I have worked with Mr. P. for the past three years. Like many older adults, he lives with multiple chronic medical conditions, including diabetes and dementia. He is no longer able to walk or transfer without being lifted and is fortunate to live at home with a 24-hour, live-in caregiver. He was hospitalized approximately 20 times over a five year period and I am happy to say that he’s had just one hospitalization in the past year.
As Mr. P.’s health has declined, I’ve participated in and facilitated multiple discussions between his two sons, his primary care physician and specialist physicians. Because of his continuously declining cognitive status, Mr. P. has not been able to actively participate in such discussions. Instead, his sons are forced to guess what their dad would want. This is not an easy position in which to be placed.
At this point, in his medical record and in his home, he has a DNR (Do Not Resuscitate) order documented along with a DNI (Do Not Intubate) order. This means that if his heart stopped beating, efforts would not be made to restart it and if he stopped breathing, he would not have a tube inserted and be placed on a respirator. He does not have a DNH (Do Not Hospitalize) status because his family would like him to be treated and hospitalized if he can recover from an illness.
DNR, DNI and DNH terminology is second nature to health care professionals. For many families, however, these are not understood or in place, thereby often requiring quick decisions during a time of crisis. Not knowing the desires and intentions of the sick person in question can make these decisions all the more difficult and heart wrenching.
New Developments for Mr. P.
Recent developments in Mr. P.’s health led to a surgical evaluation resulting in a recommendation to amputate an extremity. His children weighed the benefits and risks of doing the procedure and agreed to move forward. Unfortunately, it was not that simple. Prior to performing the surgical procedure, the physician requested that Mr. P. undergo a non-invasive diagnostic test that would provide additional information about his healing ability. Knowing Mr. P., I knew that the positioning required for the test would be very difficult for him to endure.
I provide this example to make the point that as care partners who have responsibility for making health care decisions for a loved one, it is not just one decision we may need to make about end of life. Rather, it is a series of incremental decisions that must be made, sometimes over the course of many years.
Creating a context for future decisions
In my case, and as the only child of parents who are 79 and 80 years old, I have taken on the responsibility of being the alternate health care proxy for each of them. To ensure that this goes as smoothly as possible, we have had a number of discussions regarding their desires related to future care.
Here are some suggestions for having these discussions within your own family:
- Create the opportunity. Assess your family situation and commit to involving all those necessary in having a frank conversation about end-of-life issues.
- Choose the time. The sooner you can have these conversations the better. In particular, it’s best to have these when your loved one is still relatively healthy and able to participate in the decision making.

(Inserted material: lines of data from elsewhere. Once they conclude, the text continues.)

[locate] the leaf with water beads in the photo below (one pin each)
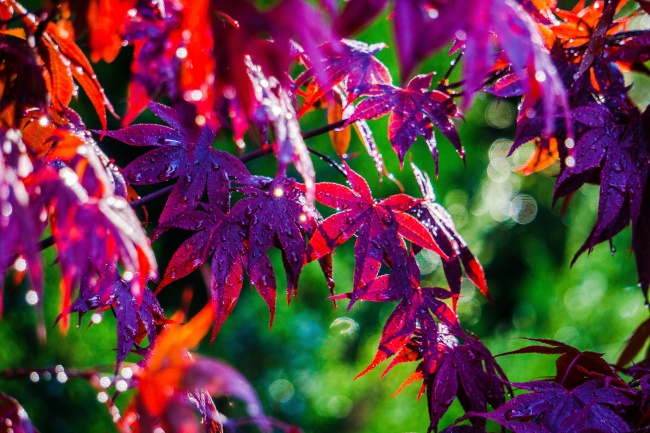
(439, 223)
(373, 221)
(238, 241)
(596, 405)
(182, 151)
(355, 68)
(413, 111)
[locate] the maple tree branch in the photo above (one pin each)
(323, 129)
(328, 160)
(152, 196)
(443, 82)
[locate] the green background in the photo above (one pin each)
(303, 369)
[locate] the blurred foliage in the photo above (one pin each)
(303, 368)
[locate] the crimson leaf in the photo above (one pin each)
(372, 220)
(438, 221)
(595, 404)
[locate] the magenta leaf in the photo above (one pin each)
(183, 152)
(381, 226)
(413, 111)
(19, 228)
(607, 147)
(595, 404)
(238, 242)
(136, 319)
(356, 67)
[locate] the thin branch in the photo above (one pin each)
(154, 195)
(323, 129)
(443, 82)
(255, 154)
(329, 160)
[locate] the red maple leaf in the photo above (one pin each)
(183, 152)
(238, 242)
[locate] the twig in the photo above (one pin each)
(328, 160)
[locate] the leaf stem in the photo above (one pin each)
(323, 129)
(49, 241)
(154, 195)
(443, 82)
(328, 160)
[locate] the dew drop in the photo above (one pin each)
(570, 161)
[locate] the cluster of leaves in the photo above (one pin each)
(224, 67)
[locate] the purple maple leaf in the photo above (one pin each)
(380, 226)
(135, 318)
(356, 66)
(439, 223)
(609, 145)
(593, 405)
(19, 226)
(184, 151)
(413, 111)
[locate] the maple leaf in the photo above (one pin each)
(411, 315)
(64, 61)
(573, 367)
(608, 144)
(22, 81)
(422, 28)
(276, 107)
(380, 226)
(183, 152)
(136, 319)
(355, 67)
(413, 111)
(595, 405)
(105, 20)
(189, 381)
(12, 414)
(90, 232)
(19, 228)
(239, 241)
(441, 226)
(466, 371)
(448, 368)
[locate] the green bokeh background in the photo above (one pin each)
(303, 369)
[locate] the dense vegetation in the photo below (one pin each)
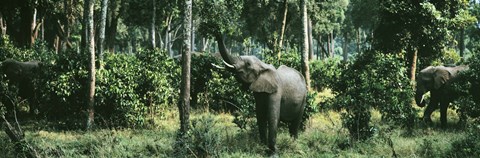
(362, 57)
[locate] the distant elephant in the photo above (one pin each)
(22, 75)
(280, 94)
(437, 80)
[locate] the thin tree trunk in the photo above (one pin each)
(332, 45)
(112, 22)
(305, 66)
(168, 37)
(284, 24)
(345, 47)
(90, 47)
(413, 65)
(3, 25)
(66, 27)
(358, 39)
(461, 42)
(34, 24)
(310, 40)
(152, 26)
(192, 40)
(103, 21)
(184, 101)
(204, 44)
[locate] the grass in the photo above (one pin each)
(214, 135)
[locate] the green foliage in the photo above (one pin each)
(214, 20)
(467, 87)
(325, 73)
(291, 59)
(378, 81)
(132, 87)
(206, 137)
(467, 146)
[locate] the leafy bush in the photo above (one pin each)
(467, 146)
(325, 73)
(467, 87)
(132, 87)
(374, 80)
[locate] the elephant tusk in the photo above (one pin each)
(228, 65)
(218, 67)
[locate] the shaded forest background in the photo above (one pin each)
(123, 61)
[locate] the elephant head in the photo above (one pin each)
(433, 78)
(250, 71)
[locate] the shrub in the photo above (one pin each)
(467, 146)
(374, 80)
(132, 87)
(467, 87)
(325, 73)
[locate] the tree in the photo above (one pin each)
(184, 101)
(103, 20)
(305, 49)
(90, 48)
(152, 25)
(327, 18)
(420, 29)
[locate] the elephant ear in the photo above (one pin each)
(266, 82)
(440, 77)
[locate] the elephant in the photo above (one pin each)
(280, 94)
(437, 80)
(22, 75)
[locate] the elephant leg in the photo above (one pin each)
(262, 124)
(295, 126)
(443, 113)
(261, 111)
(273, 119)
(430, 108)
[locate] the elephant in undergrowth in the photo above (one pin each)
(280, 94)
(437, 80)
(23, 76)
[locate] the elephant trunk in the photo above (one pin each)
(419, 99)
(228, 59)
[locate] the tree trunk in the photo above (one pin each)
(192, 40)
(413, 65)
(282, 32)
(152, 26)
(33, 24)
(358, 39)
(332, 45)
(90, 48)
(26, 18)
(305, 66)
(204, 44)
(66, 26)
(168, 37)
(345, 47)
(461, 42)
(103, 21)
(111, 28)
(310, 40)
(184, 101)
(3, 26)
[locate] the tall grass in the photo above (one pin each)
(214, 135)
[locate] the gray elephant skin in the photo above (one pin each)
(280, 94)
(22, 75)
(437, 80)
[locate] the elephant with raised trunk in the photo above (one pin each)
(22, 75)
(437, 80)
(280, 94)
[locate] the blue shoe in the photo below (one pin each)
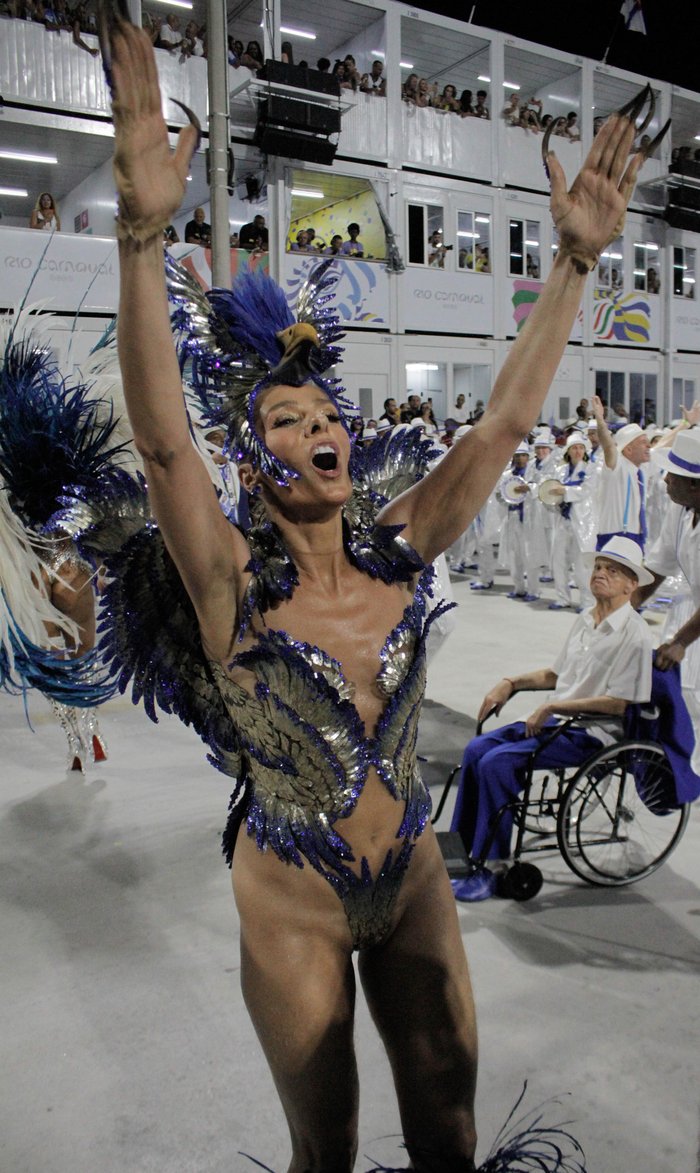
(481, 885)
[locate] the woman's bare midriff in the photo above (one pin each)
(300, 897)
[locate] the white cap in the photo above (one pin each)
(623, 436)
(682, 459)
(625, 551)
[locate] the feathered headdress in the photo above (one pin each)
(236, 343)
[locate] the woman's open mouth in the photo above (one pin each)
(325, 459)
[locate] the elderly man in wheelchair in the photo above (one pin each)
(604, 666)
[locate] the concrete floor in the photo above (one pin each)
(126, 1046)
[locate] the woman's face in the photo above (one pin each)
(303, 427)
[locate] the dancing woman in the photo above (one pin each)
(320, 663)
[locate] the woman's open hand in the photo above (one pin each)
(150, 177)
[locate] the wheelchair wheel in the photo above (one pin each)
(618, 820)
(521, 882)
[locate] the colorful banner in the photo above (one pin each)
(620, 317)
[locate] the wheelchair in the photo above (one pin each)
(614, 819)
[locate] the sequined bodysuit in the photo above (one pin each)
(306, 757)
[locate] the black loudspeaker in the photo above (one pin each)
(680, 217)
(292, 113)
(301, 78)
(685, 197)
(308, 148)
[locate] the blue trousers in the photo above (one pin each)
(494, 768)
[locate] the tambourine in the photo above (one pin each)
(550, 492)
(512, 490)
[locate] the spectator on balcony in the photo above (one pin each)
(353, 246)
(426, 93)
(374, 82)
(197, 230)
(236, 52)
(511, 112)
(409, 90)
(481, 109)
(466, 104)
(150, 27)
(252, 56)
(169, 35)
(255, 235)
(448, 100)
(300, 242)
(45, 214)
(192, 45)
(351, 70)
(335, 248)
(436, 250)
(571, 129)
(80, 22)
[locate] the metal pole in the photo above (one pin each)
(218, 141)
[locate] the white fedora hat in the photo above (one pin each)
(623, 436)
(625, 551)
(682, 459)
(577, 438)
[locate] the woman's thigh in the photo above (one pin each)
(419, 990)
(298, 983)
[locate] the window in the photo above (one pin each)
(684, 395)
(426, 242)
(610, 386)
(474, 242)
(524, 259)
(647, 268)
(684, 272)
(610, 266)
(643, 399)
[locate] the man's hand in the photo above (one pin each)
(592, 211)
(534, 724)
(495, 699)
(667, 655)
(150, 177)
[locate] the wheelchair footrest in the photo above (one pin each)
(454, 854)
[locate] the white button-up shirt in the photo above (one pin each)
(612, 659)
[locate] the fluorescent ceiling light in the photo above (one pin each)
(297, 32)
(307, 194)
(22, 156)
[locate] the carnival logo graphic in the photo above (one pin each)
(623, 317)
(353, 293)
(524, 296)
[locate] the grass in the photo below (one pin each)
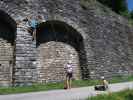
(53, 86)
(123, 95)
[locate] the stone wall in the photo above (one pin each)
(6, 63)
(52, 60)
(102, 39)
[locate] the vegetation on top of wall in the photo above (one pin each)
(118, 6)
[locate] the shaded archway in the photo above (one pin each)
(59, 43)
(7, 45)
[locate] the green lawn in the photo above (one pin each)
(53, 86)
(123, 95)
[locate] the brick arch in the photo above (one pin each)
(7, 44)
(66, 39)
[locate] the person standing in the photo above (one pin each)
(69, 74)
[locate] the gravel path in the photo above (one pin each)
(72, 94)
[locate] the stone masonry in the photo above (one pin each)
(96, 40)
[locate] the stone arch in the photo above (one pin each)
(7, 45)
(56, 38)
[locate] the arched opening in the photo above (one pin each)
(57, 44)
(7, 37)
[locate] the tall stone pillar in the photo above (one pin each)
(25, 69)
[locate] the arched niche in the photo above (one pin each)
(7, 45)
(57, 44)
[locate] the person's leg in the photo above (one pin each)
(70, 81)
(67, 82)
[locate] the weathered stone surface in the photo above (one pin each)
(101, 41)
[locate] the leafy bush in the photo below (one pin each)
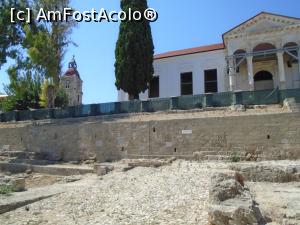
(62, 99)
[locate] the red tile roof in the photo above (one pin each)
(189, 51)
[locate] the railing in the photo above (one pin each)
(224, 99)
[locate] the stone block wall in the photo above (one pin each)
(275, 136)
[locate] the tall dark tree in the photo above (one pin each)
(134, 52)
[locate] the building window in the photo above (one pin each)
(186, 83)
(154, 88)
(67, 84)
(211, 81)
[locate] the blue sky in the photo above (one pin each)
(181, 24)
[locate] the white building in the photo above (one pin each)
(261, 53)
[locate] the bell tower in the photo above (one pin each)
(72, 84)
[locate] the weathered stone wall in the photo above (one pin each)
(275, 136)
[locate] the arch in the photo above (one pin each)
(263, 80)
(263, 47)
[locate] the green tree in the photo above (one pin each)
(134, 52)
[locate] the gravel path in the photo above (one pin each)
(175, 194)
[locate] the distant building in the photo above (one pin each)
(72, 84)
(262, 53)
(3, 96)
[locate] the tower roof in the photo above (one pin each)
(72, 70)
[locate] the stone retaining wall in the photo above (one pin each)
(272, 137)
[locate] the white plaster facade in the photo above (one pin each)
(267, 42)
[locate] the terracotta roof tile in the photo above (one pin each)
(189, 51)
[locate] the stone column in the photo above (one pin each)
(231, 76)
(281, 71)
(250, 72)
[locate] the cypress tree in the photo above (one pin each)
(134, 52)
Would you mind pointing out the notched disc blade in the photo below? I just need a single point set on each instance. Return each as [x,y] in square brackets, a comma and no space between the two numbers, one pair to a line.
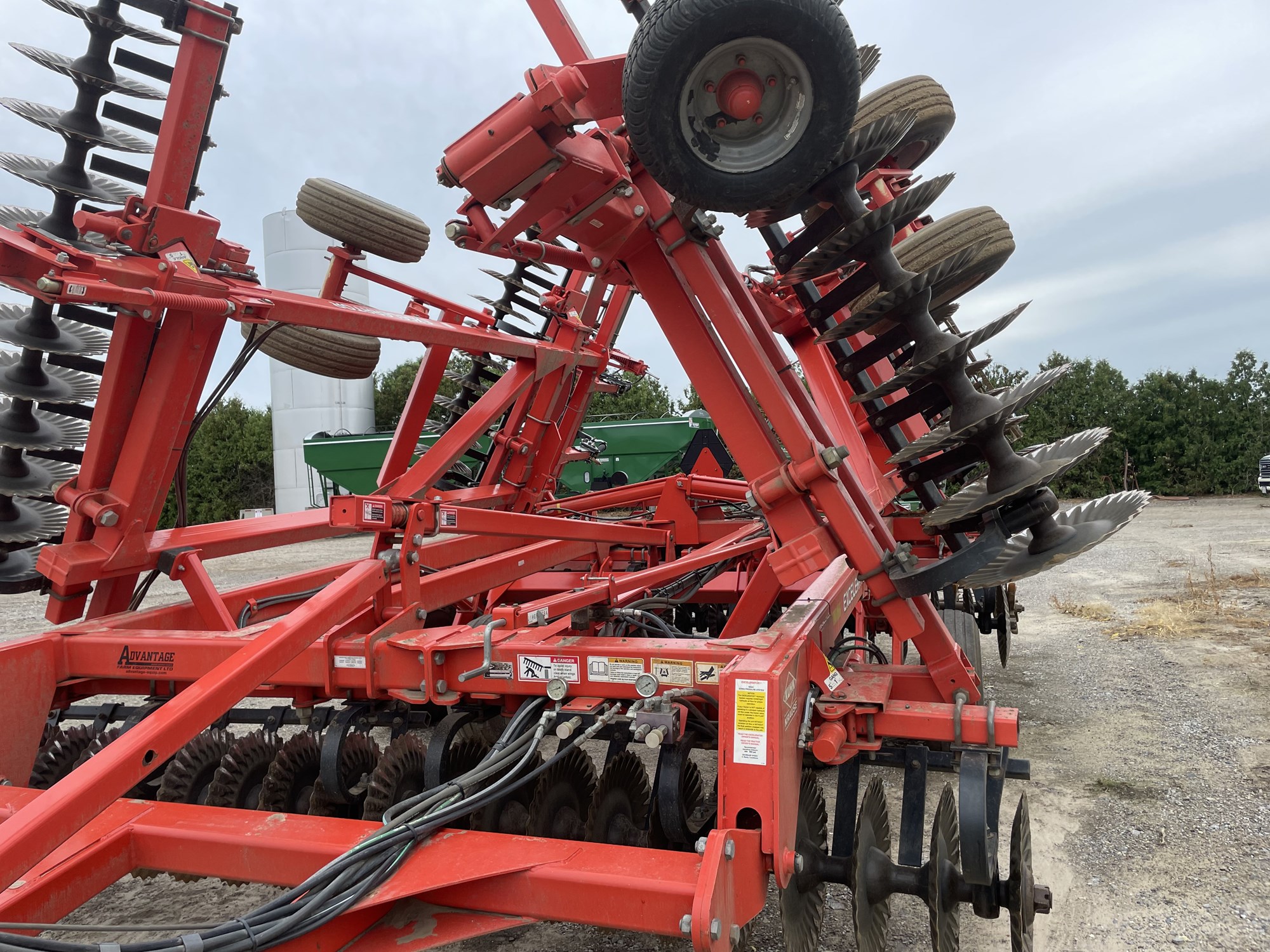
[32,477]
[956,352]
[96,18]
[51,119]
[48,384]
[1055,460]
[944,437]
[65,65]
[84,185]
[18,572]
[30,520]
[58,336]
[40,430]
[13,216]
[1094,522]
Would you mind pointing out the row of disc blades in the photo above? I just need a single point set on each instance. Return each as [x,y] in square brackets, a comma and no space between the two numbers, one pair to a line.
[846,249]
[51,378]
[261,771]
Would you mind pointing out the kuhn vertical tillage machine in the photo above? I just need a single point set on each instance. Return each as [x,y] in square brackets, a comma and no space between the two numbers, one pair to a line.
[727,626]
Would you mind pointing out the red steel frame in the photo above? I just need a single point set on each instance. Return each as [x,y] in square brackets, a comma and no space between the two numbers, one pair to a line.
[822,548]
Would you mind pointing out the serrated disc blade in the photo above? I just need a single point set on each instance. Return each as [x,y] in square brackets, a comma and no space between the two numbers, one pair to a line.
[82,185]
[23,475]
[65,65]
[18,572]
[30,520]
[1053,459]
[1094,522]
[51,119]
[13,215]
[515,282]
[96,18]
[40,430]
[871,144]
[943,275]
[954,352]
[840,249]
[48,384]
[1015,399]
[58,336]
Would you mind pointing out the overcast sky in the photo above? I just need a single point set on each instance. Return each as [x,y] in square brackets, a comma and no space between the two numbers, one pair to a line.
[1126,143]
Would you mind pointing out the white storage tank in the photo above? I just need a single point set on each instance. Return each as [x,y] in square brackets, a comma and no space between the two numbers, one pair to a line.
[297,261]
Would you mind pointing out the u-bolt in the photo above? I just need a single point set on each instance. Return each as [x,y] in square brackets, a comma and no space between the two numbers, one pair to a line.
[490,651]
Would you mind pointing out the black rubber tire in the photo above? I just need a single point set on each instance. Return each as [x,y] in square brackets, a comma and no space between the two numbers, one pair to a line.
[330,354]
[947,237]
[935,116]
[674,39]
[363,221]
[966,633]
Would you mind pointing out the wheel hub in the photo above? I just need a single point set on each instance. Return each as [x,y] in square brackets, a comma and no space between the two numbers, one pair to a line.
[746,105]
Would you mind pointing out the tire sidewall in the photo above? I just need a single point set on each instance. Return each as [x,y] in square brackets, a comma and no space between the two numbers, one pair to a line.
[835,93]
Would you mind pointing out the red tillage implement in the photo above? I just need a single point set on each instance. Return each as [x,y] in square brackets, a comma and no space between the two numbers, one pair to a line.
[730,628]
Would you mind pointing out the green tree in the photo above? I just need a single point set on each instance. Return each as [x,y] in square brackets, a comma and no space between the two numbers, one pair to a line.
[647,398]
[231,465]
[1092,394]
[393,389]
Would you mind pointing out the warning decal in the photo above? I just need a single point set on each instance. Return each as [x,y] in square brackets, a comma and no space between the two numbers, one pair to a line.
[750,741]
[548,667]
[624,671]
[670,671]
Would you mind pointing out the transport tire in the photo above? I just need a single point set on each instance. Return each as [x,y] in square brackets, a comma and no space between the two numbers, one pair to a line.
[947,237]
[700,72]
[330,354]
[935,116]
[363,221]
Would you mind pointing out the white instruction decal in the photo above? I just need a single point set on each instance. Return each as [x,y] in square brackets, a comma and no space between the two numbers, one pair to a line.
[623,671]
[670,671]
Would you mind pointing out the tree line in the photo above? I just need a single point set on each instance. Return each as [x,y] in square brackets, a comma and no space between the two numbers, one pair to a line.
[1175,435]
[1172,433]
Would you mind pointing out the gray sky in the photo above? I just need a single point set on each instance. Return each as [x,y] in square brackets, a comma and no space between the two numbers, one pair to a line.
[1127,144]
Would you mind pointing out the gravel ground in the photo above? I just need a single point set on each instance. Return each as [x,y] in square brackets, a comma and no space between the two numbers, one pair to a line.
[1150,755]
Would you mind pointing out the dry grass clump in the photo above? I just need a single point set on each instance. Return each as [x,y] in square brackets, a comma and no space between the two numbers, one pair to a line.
[1092,611]
[1206,598]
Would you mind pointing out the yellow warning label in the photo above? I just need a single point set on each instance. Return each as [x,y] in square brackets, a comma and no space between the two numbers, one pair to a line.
[750,738]
[752,709]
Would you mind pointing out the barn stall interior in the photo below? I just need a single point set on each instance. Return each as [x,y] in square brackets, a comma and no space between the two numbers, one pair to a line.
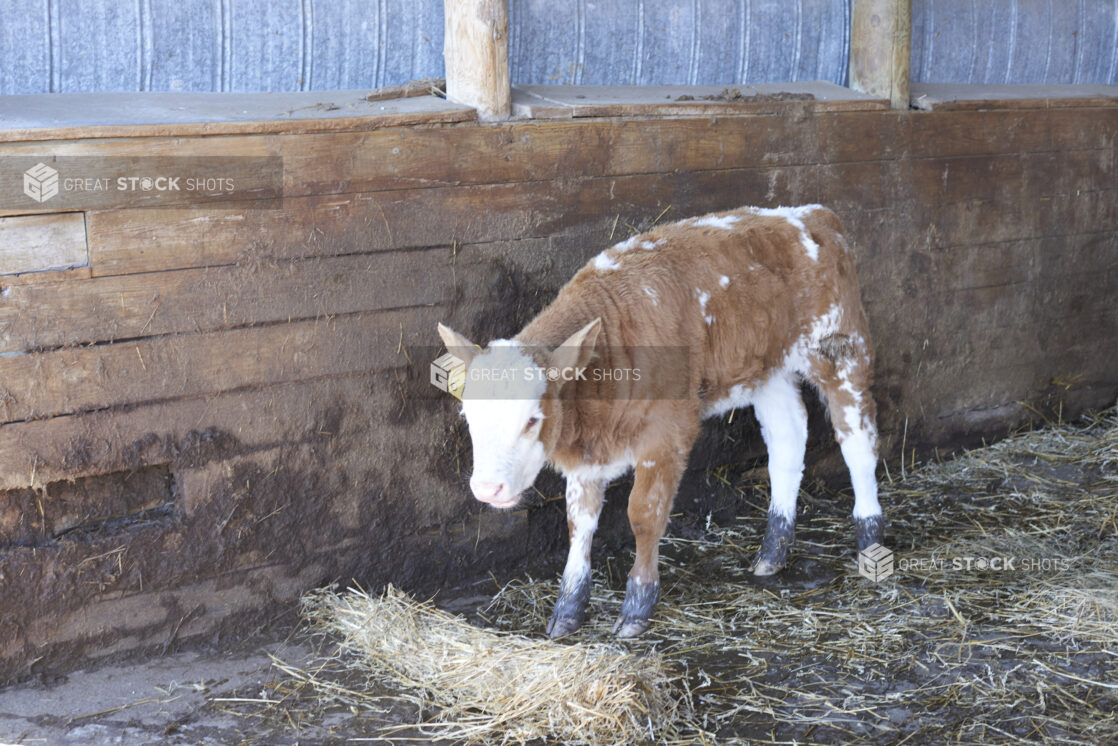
[212,407]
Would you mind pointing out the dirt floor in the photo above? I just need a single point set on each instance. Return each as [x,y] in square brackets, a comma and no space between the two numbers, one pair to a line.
[998,624]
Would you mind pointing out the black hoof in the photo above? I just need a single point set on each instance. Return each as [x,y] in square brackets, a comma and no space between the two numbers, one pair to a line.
[570,607]
[774,553]
[869,531]
[636,610]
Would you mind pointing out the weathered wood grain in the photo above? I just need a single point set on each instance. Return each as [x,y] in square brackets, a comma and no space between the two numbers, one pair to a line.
[41,243]
[160,303]
[587,101]
[39,117]
[81,379]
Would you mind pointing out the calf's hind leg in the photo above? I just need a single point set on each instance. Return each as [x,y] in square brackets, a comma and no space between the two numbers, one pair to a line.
[780,412]
[844,381]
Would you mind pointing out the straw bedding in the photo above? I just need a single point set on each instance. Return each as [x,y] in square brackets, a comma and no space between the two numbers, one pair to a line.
[1000,624]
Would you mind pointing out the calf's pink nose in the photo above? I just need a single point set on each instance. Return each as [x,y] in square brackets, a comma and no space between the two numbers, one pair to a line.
[489,491]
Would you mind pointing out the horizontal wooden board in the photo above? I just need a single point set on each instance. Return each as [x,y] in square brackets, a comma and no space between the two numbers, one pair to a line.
[151,304]
[1038,187]
[107,441]
[940,96]
[585,101]
[153,114]
[81,379]
[41,243]
[325,163]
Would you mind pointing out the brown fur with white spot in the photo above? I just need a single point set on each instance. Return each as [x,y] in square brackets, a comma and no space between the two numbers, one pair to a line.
[759,313]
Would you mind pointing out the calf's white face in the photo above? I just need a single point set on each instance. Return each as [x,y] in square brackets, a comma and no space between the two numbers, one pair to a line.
[503,404]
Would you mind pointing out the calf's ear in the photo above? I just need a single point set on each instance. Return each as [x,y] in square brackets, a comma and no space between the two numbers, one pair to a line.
[578,349]
[457,345]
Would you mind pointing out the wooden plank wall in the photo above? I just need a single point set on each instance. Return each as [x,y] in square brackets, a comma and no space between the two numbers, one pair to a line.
[223,408]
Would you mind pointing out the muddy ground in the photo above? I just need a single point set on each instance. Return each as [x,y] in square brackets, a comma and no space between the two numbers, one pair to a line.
[818,653]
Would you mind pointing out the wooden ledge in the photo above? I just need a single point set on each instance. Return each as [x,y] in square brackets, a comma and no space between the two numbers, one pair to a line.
[941,96]
[572,102]
[85,115]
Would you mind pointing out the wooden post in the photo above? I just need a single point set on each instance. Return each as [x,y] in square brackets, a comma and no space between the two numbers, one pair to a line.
[476,52]
[880,45]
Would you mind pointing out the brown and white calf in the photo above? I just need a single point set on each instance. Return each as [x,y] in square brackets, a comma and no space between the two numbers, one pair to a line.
[761,299]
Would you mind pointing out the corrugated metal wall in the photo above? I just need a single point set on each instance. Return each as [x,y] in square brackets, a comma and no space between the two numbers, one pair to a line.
[292,45]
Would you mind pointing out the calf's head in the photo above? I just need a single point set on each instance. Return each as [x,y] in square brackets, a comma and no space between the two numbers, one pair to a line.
[512,406]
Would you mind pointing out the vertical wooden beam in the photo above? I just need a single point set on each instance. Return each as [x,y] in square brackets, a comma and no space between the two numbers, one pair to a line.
[880,45]
[476,52]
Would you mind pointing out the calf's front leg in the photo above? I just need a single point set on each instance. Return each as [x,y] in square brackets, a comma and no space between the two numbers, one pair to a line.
[654,484]
[584,507]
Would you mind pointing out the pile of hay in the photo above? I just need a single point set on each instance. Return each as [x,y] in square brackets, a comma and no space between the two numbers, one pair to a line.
[491,687]
[935,653]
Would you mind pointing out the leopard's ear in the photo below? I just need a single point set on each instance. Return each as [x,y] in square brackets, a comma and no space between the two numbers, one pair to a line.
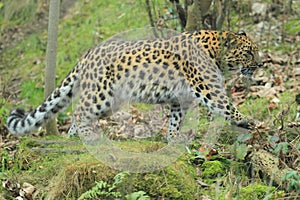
[241,32]
[231,39]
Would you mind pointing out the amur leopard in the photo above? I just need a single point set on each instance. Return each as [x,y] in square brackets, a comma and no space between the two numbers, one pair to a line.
[158,71]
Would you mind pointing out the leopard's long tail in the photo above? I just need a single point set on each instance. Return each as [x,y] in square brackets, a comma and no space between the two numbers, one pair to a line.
[18,122]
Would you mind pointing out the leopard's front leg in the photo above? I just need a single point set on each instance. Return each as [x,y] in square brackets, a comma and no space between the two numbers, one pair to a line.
[214,97]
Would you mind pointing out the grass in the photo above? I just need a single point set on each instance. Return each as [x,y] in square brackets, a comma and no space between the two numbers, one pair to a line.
[60,175]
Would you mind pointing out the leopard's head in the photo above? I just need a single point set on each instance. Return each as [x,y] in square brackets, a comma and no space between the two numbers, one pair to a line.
[240,52]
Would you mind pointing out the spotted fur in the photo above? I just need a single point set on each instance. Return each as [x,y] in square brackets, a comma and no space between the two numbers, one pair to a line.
[180,68]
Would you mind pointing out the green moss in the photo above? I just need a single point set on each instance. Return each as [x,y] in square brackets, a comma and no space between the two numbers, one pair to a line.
[256,191]
[212,168]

- Prepare. Use the starter kit from The Conversation Project (see sidebar below) to prepare for the conversation.
- Be specific. The more you understand about the specific wishes of your loved one, the more comfortable you’ll be in making critical decisions later, when this person may be unable to speak for themselves. For example, your mom may say that she wants to die at home, surrounded by loved ones. Your dad, on the other hand, might say that he doesn’t want to burden his children with physical care and, therefore, prefers being in a facility.
I had a 98-year-old client who told me she did not want to be resuscitated if her heart stopped or intubated if she stopped breathing. But, she also said that she absolutely wanted to be hospitalized if she could be treated and recover from an illness, because her goal was to live to be 100. And, eventually, she wanted to die at home with her long-term caregiver present, classical music playing and fresh flowers nearby. Another gentleman relayed that he never, ever, wanted to spend time in a hospital setting again.
Needless to say, and absent a specific discussion on the topic, it’s unlikely that this level of precision regarding a loved one’s wishes would ever be achieved.
- Get your documents in order. Be sure a health care proxy and durable power of attorney are in place and make multiple copies of the documents. The health care proxy should be on file with your primary care physician and a copy easily accessible in the event of a hospitalization. (In my experience, you cannot depend on having given one to a local hospital and expect it to be on file for the next admission.)
- Revisit the topic periodically. Sometimes, as someone’s health status changes, their decisions change as well. The 98-year-old woman mentioned above reached a point, after several difficult and painful hospitalizations, where she decided that she never wanted to be hospitalized again.
Remember as you spend time with family members this season, that one of the greatest gifts we can give to each other is open and honest communication about end of life matters. Leaving everyone with the knowledge that these important issues have been addressed is a wonderful way to begin the new year.